In this article, you can learn how to merge DataFrames in Pandas with handling of missing values.

When working with data in Pandas, you often need to merge multiple DataFrames to consolidate information from different sources. However, not all data align perfectly, and missing values are common.
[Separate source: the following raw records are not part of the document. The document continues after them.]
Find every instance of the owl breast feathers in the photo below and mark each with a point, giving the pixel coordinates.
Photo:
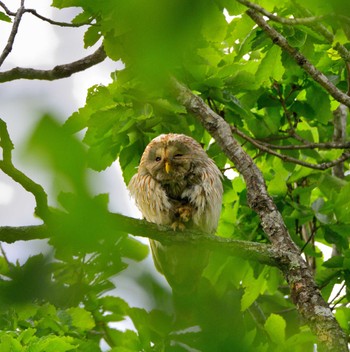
(177, 184)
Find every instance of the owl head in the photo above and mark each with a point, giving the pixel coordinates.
(170, 157)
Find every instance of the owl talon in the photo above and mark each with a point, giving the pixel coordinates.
(176, 225)
(185, 213)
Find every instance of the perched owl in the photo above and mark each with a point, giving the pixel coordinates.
(177, 184)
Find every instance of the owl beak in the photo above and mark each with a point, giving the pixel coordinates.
(167, 167)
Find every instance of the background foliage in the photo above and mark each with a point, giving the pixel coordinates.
(287, 123)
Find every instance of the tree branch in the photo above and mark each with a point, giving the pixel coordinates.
(304, 291)
(53, 22)
(10, 41)
(311, 21)
(58, 72)
(267, 148)
(9, 169)
(262, 253)
(299, 58)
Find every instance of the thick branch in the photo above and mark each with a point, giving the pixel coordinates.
(253, 251)
(58, 72)
(300, 59)
(267, 148)
(304, 291)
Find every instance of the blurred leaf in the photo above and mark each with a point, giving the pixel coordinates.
(81, 318)
(64, 154)
(275, 326)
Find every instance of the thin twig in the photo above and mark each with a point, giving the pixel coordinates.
(6, 9)
(283, 20)
(9, 169)
(337, 295)
(300, 59)
(329, 145)
(58, 72)
(55, 23)
(12, 36)
(263, 147)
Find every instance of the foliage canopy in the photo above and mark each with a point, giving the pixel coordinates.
(286, 100)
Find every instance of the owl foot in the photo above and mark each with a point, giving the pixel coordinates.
(184, 213)
(178, 226)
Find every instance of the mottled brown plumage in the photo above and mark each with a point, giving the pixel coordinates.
(177, 184)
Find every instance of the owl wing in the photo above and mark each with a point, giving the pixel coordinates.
(151, 199)
(206, 197)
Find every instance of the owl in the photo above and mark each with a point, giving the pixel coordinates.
(178, 185)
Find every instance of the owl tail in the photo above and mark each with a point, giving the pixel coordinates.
(181, 264)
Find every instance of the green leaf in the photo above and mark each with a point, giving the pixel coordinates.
(134, 249)
(63, 153)
(81, 318)
(4, 17)
(334, 262)
(91, 36)
(10, 344)
(275, 326)
(253, 288)
(270, 68)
Missing values can cause unexpected results or performance issues.

How to Merge with Missing Values in Pandas

Create sample data

First let's create two sample DataFrames which can be used to illustrate the merging example:

import pandas as pd
import numpy as np

foo = pd.DataFrame([
    ['a',1,2],
    ['b',4,5],
    ['c',7,8],
    [np.NaN,10,11]
], columns=['id','x','y'])
display(foo)

bar = pd.DataFrame([
    ['a',3],
    ['c',9],
    [np.NaN,12]
], columns=['id','z'])

display(bar)

data for foo:

id x y
0 a 1 2
1 b 4 5
2 c 7 8
3 NaN 10 11

and bar:

id z
0 a 3
1 c 9
2 NaN 12

merge default bahavior

By default pandas will merge the the missing values from the DataFrames.
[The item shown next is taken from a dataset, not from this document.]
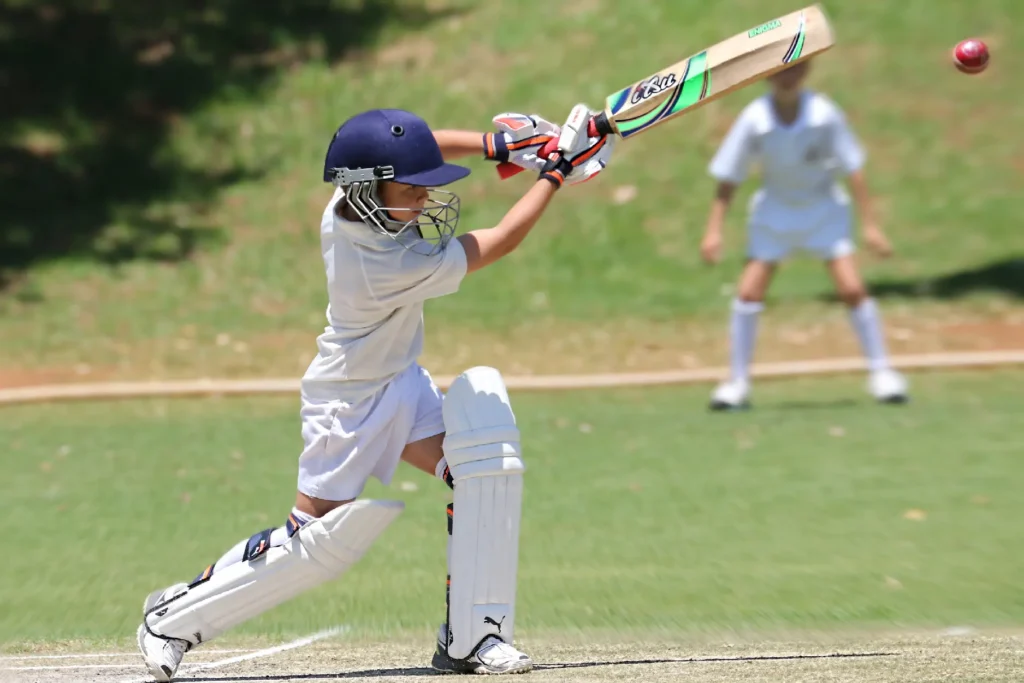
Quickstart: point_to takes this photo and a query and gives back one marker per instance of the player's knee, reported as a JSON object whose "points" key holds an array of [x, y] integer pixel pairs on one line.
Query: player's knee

pd.merge(foo, bar, how='inner', on='id')

So merging by column id will give us 3 rows instead of 2 ( which differs from the most DB):

id x y z
0 a 1 2 3
1 c 7 8 9
2 NaN 10 11 12

merge without NAN / missing values

To merge without the missing values from the merge column we can drop the values from the first dataframe:

pd.merge(foo.dropna(subset=['id']), bar, how='inner', on='id')

This will give us:

id x y z
0 a 1 2 3
1 c 7 8 9

merge with missing values

To keep all values after merging we can use how='outer':

pd.merge(foo.dropna(subset=['id']), bar, how='outer', on='id')

Finally we have data from both dataframes including the missing values:

id x y z
0 a 1 2 3.0
1 b 4 5 NaN
2 c 7 8 9.0
3 NaN 10 11 12.0

Conclusion

Merging DataFrames with proper handling of missing values in Pandas is a fundamental operation in data analysis.

By using the merge() function with different join parameters and leveraging Pandas' capabilities to handle missing values, you can efficiently consolidate data from multiple sources.